I have the function :

..........................................................................................................

#define L_add(a,b)     (_sadd((a),(b))) 
#define L_mult(a,b)    (_smpy((a),(b))) 
#define L_macNs(a,b,c) L_add_c((a),L_mult(b,c))

static inline int32_t c67_dot(int16_t *x, int16_t *y, int len)
{
 int32_t dot = 0, i;
 for (i = 0; i < len; i++) 
   L_macNs(dot, x[i], y[i]);
 return dot;
}

.............................................................................................................

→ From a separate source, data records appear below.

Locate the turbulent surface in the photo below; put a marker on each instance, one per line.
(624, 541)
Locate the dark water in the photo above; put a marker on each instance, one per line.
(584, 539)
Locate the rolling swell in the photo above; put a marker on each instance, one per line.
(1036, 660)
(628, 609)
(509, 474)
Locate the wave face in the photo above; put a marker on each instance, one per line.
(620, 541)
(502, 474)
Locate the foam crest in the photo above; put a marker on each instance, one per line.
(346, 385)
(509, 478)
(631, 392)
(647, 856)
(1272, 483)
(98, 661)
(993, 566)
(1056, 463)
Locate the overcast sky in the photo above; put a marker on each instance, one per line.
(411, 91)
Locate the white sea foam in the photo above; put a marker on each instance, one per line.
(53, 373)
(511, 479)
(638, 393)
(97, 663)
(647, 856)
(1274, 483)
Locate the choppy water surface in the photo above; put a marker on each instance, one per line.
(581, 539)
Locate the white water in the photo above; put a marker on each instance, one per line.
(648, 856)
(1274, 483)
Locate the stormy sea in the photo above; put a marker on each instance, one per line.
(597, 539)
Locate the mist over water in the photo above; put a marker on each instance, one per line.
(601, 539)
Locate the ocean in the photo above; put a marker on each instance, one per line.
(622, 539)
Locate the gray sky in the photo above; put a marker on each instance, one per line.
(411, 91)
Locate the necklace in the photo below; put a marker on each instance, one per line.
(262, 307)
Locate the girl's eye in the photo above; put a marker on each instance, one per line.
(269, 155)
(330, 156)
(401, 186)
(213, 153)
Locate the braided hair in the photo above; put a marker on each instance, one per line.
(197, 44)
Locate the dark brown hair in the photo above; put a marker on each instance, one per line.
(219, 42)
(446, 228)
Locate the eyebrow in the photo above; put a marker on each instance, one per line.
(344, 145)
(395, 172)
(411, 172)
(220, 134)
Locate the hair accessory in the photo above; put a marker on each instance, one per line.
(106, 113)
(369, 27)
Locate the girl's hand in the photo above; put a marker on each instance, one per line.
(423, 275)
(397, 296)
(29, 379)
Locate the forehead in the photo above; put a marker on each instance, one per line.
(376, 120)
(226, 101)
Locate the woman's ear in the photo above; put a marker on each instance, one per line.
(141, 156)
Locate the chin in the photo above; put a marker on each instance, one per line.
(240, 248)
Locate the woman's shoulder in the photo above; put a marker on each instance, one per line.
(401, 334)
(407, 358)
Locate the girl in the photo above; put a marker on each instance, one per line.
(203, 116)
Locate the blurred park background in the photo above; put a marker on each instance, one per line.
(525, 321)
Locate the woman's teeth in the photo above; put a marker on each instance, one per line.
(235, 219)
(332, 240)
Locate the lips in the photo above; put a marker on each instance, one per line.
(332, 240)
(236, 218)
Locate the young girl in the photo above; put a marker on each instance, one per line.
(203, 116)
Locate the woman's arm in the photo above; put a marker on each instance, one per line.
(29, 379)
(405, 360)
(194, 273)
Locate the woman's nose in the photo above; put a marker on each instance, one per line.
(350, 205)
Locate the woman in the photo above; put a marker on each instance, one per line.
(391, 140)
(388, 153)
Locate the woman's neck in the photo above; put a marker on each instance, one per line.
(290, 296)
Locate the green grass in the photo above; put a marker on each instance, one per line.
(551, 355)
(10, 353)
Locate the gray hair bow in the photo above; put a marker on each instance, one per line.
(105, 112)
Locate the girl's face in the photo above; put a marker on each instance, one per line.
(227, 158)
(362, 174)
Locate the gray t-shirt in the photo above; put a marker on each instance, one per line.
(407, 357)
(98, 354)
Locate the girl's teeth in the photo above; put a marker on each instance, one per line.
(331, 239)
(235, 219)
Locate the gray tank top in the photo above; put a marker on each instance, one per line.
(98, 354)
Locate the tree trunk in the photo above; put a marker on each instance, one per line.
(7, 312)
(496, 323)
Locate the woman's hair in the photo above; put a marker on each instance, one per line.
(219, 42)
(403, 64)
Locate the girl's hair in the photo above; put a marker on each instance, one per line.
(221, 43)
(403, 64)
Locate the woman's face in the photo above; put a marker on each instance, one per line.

After compiling the code fot c6727 with cl6x v6.1.9 with the following options :

INCLUDES= -i. -i/usr/ti/csl/dsp/inc -i/usr/ti/inc -i/usr/ti/csl/intc/dsp/inc
DEFINES= -D=C6727 -D=CHIP_6727 -D=CHIP_C6727
CFLAGS = $(DEFINES) $(INCLUDES) -q -pdv -al -pm -ss -k -mw -on2 -mt -mf=5 -mi=0

I've noticed such lines in *.nfo file :

These functions may be recursive: c67_dot
Inlineable function will be suppressed: c67_dot()

So questions are :

1. What does this message means ?

2. Why compiler emits words "may be" ?

3. If the function really treated as recursive - how to avoid this behaviour ?

Thanks in advance

  • > These functions may be recursive: c67_dot

    The algorithm that determines whether a function may be recursive operates on the entire call graph, plus some information taken from the compilation options.  Thus it depends on the context of this function and not solely the function itself, and I can't give you a precise answer from what I have.

    That said, it appears that c67_dot() calls L_add_c().  Perhaps L_add_c() makes an indirect call, or perhaps it calls a function that makes an indirect call.  The most common reason for non-obvious may-be-recursive notes is an indirect call for which the set of actual callees can't be determined.

    If a function may be recursive, certain optimisations (mostly related to aliased variables) will be more conservative.

     

    > Inlineable function will be suppressed: c67_dot()

    If all calls to a function are inlined, and it can't be called from outside the compilation unit, there's no need to include the function itself in the output.  That's what we mean by "suppression."